The Southern Association of Colleges and Schools is a private, non-profit, voluntary organization founded in 1895 in Atlanta, Georgia, for the purpose of setting standards and improving education in the colleges and schools of the South. Five other private regional accrediting associations have been established to do similar work in other regions of the United States. All of these regional accrediting associations have commissions which develop standards for and accredit postsecondary degree-granting institutions. The Association's Commission on Colleges (COC) accredits institutions awarding associate, baccalaureate, masters, specialists, or doctoral degrees in the eleven U.S. southern states (Alabama, Florida, Georgia, Kentucky, Louisiana, Mississippi, North Carolina, South Carolina, Tennessee, Texas, and Virginia) and in Latin America.
The accrediting activities are carried out by volunteers from the accredited institutions and programs. Periodically an institution or program is reevaluated (reaffirmed in accreditation) after an accrediting team visit by peers (those from other institutions or programs). Institutions accredited by the Commission On Colleges of the Southern Association of Colleges and Schools go through reaffirmation every ten years.

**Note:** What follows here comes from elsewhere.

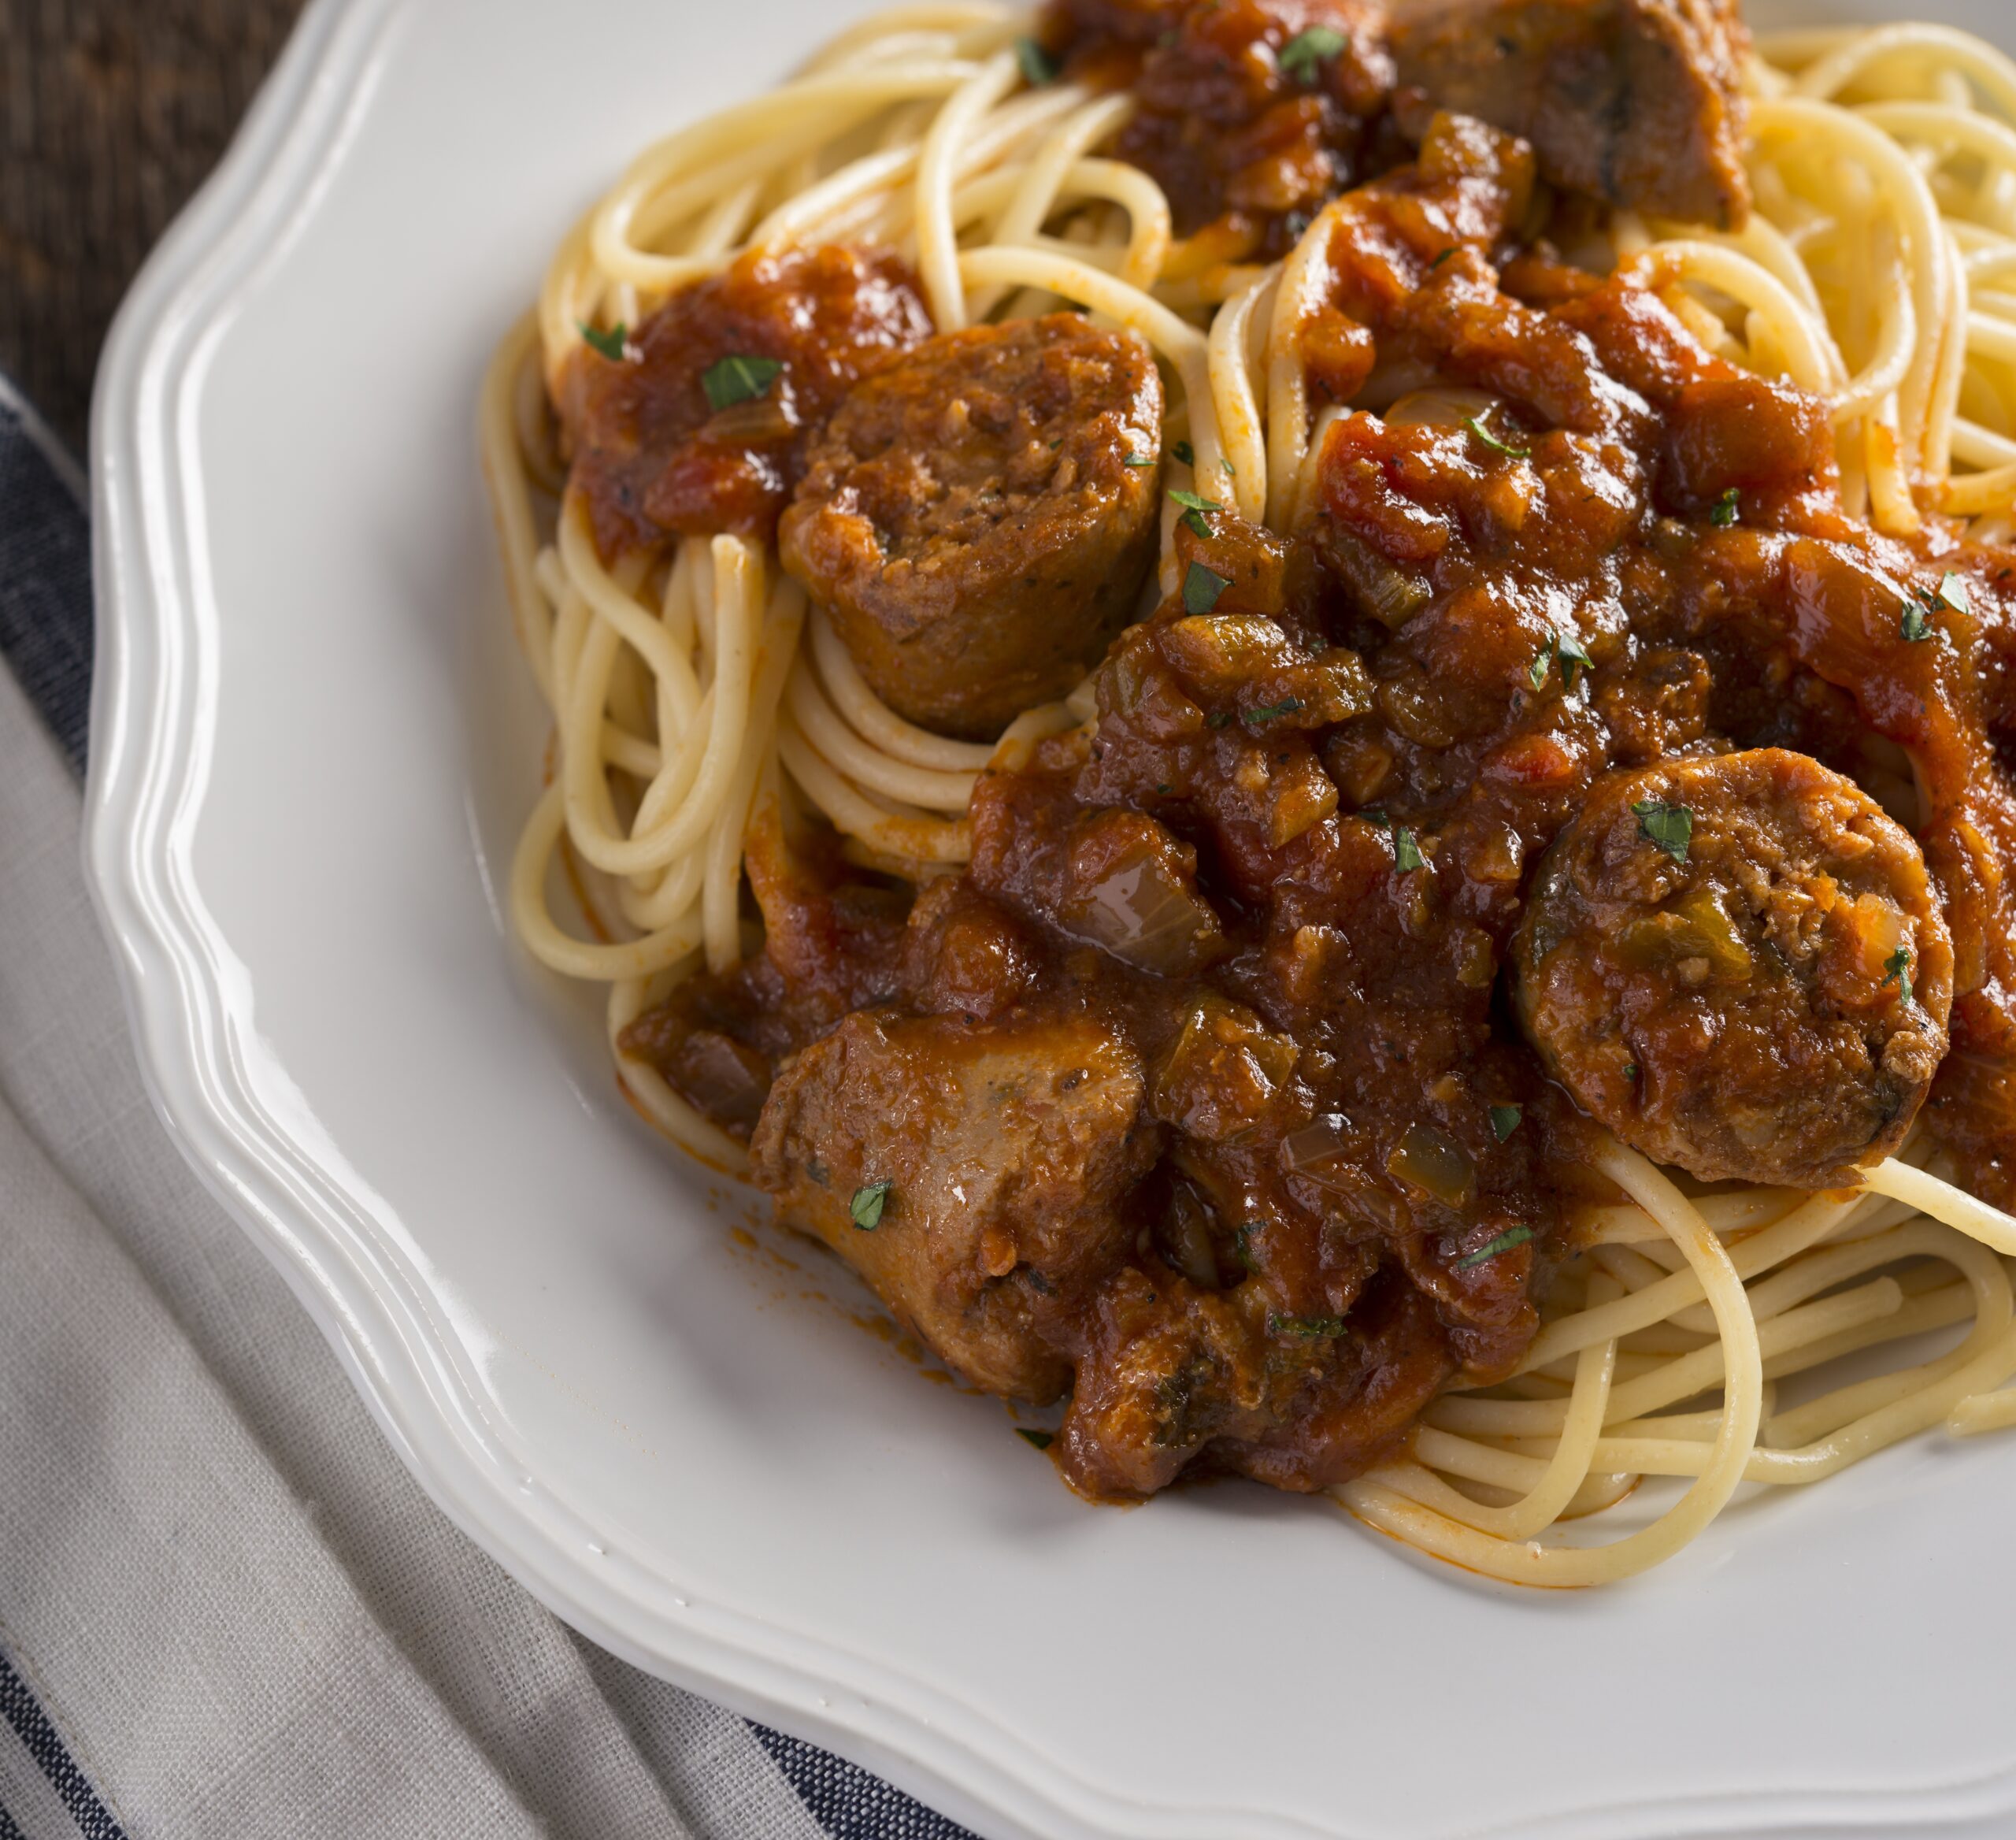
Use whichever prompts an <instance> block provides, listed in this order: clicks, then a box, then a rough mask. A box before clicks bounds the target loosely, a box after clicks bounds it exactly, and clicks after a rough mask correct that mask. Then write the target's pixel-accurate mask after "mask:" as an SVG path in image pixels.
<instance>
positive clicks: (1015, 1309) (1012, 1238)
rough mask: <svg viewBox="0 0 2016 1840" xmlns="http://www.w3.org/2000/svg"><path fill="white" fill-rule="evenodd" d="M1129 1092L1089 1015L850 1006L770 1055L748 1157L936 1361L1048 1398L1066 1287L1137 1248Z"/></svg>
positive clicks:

The accrediting decisions are made by the representatives chosen from the membership, along with representatives of the public. The Commission on Colleges is composed of 77 representatives. Accrediting decisions are not made by the staff of an accrediting association.
There are, for historical reasons, eight institutional accrediting commissions of higher education within the six regional accrediting associations: the Commission on Colleges of the Southern Association of Colleges and Schools, and the Middle States Association. of Colleges and Schools, the New England Association of Schools and Colleges (two commissions), the North Central Association of Colleges and Schools, the Northwest Association of Schools and Colleges, and the Western Association of Schools and Colleges (two commissions). The directors of these higher education commissions meet together to cooperate on common concerns. Although there are some differences in standards and procedures from region to region, the eight regional commissions operate similarly. The regional accrediting associations have traditionally accredited a wide diversity of degree-granting institutions, including two-year colleges, four-year colleges, and graduate institutions.